Your finger suddenly paused on the phone screen—NVIDIA and Anthropic, two Silicon Valley giants, are embroiled in a social media spat that is reshaping perspectives. An NVIDIA spokesperson sarcastically pinned their opponent’s accusations to the wall of shame with the term “live lobster smuggling chips,” while Anthropic retaliated with a suspected smuggling route map. This drama is even more thrilling than “House of Cards.”
The chip war entering its 2.0 version is no longer news, but this clash has exposed cracks beneath the shiny surface of the American tech scene. NVIDIA’s A100 chip raked in $4.7 billion in the Chinese market last year, accounting for 23% of its data center business revenue. This cash cow is now being restrained by the Biden administration’s AI chip ban. Meanwhile, Anthropic, which received a $2.75 billion investment from Amazon, is busy trying to give its Claude 3 model some visibility, seizing every opportunity to bite at the industry leader.

Insiders reveal that the trigger for this war of words lies in Anthropic’s lengthy 12-page lobbying report. Page 7 warns in bold font that “every smuggled H100 is feeding the demon of the AI arms race,” and elaborates on how smugglers hide chips in the abdominal cavity of frozen lobsters to get through customs. NVIDIA’s legal team was outraged, quickly digging up public data from U.S. Customs from three years ago: in 2021, 72% of intercepted semiconductor smuggling cases involved mobile chips, with no records of high-end AI chip smuggling to date.
The decision-makers in the Oval Office likely did not anticipate that their carefully designed AI diffusion rules would face a fire in their own backyard before they even took effect. The ban, originally set to be enforced on May 15, not only restricts the export of star products like the H100 and A800 but also requires reporting for model weight transfers.

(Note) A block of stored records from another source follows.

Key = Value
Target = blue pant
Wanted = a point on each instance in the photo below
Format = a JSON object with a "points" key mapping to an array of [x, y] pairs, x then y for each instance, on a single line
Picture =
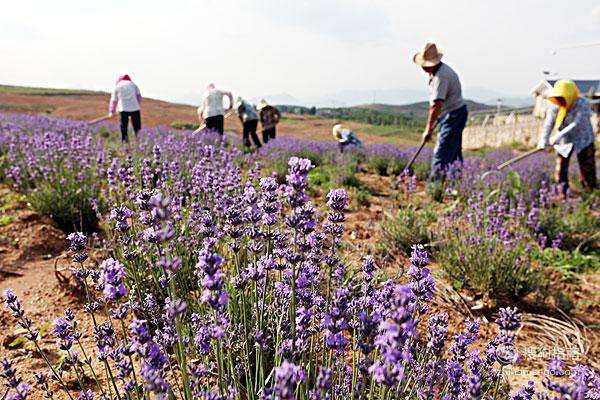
{"points": [[448, 148]]}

However, whispers from the Trump team suggest a more drastic measure, reportedly cutting the regulatory list from 23 types of chips down to 5, with the reasoning being “don’t let Silicon Valley geniuses wipe Washington’s idiots’ behinds.”

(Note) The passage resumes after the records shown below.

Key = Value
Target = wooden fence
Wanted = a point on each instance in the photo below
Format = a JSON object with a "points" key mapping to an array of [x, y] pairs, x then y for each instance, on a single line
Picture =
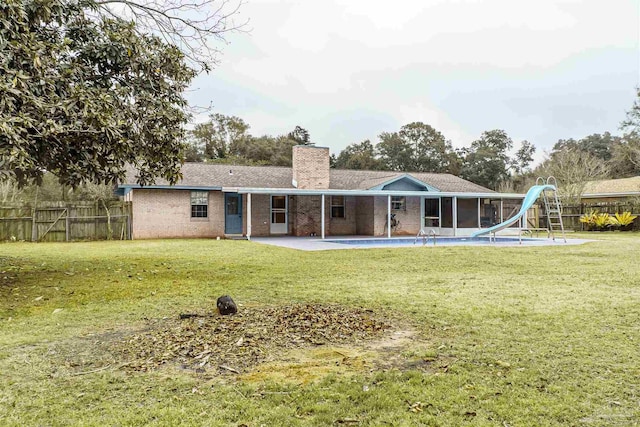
{"points": [[571, 213], [66, 221]]}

A recent report from Stanford HAI has added fuel to this chaotic battle. The data shows that Chinese tech companies have seen a 300% surge in AI chip procurement in the three months following the announcement of the ban, with 45% going to non-leading enterprises. More intriguingly, over 60% of these orders were completed through third-party channels in Vietnam and Malaysia. NVIDIA CFO Colette Kress remarked meaningfully during an earnings call: “Real tech companies should let transistors do the talking, not words.”
This farce hides a dark humor: one-third of the chip cluster used by Anthropic to train the Claude 3 model consists of NVIDIA’s H100. Insiders reveal that during the model fine-tuning phase, they burn through $150,000 worth of computing power daily, equivalent to dumping two mid-range Toyota Corollas into the Pacific Ocean every minute. This contradictory operation has even led executives at Amazon Web Services to privately complain that “some startups should go write scripts in Hollywood.”

Geopolitical analyst James Lewis provided a sharp commentary on this dispute: “Washington always thinks it can control AI chips like it controls F-35 parts, forgetting that every GPU contains a Pandora’s box.” He pointed to TSMC’s recently announced 3nm process roadmap, saying, “When China’s Zhongwei Semiconductor’s plasma etching machine precision breaks through 5nm, the White House will realize that chip bans are like trying to hold water with a sieve.”
Silicon Valley remains brightly lit in the night, with engineers at NVIDIA’s R&D center testing the next-generation Blackwell architecture, while Anthropic’s algorithm team is busy enhancing the multimodal capabilities of the Claude 4 model. Perhaps, as former Google CEO Eric Schmidt predicted at the Aspen Security Forum: “Looking back in ten years, the chips we are fighting over today will just be the steam engine parts of the intelligent era.” But for now, this chip controversy sparked by lobsters and fake pregnancies is rewriting the new script of the tech cold war.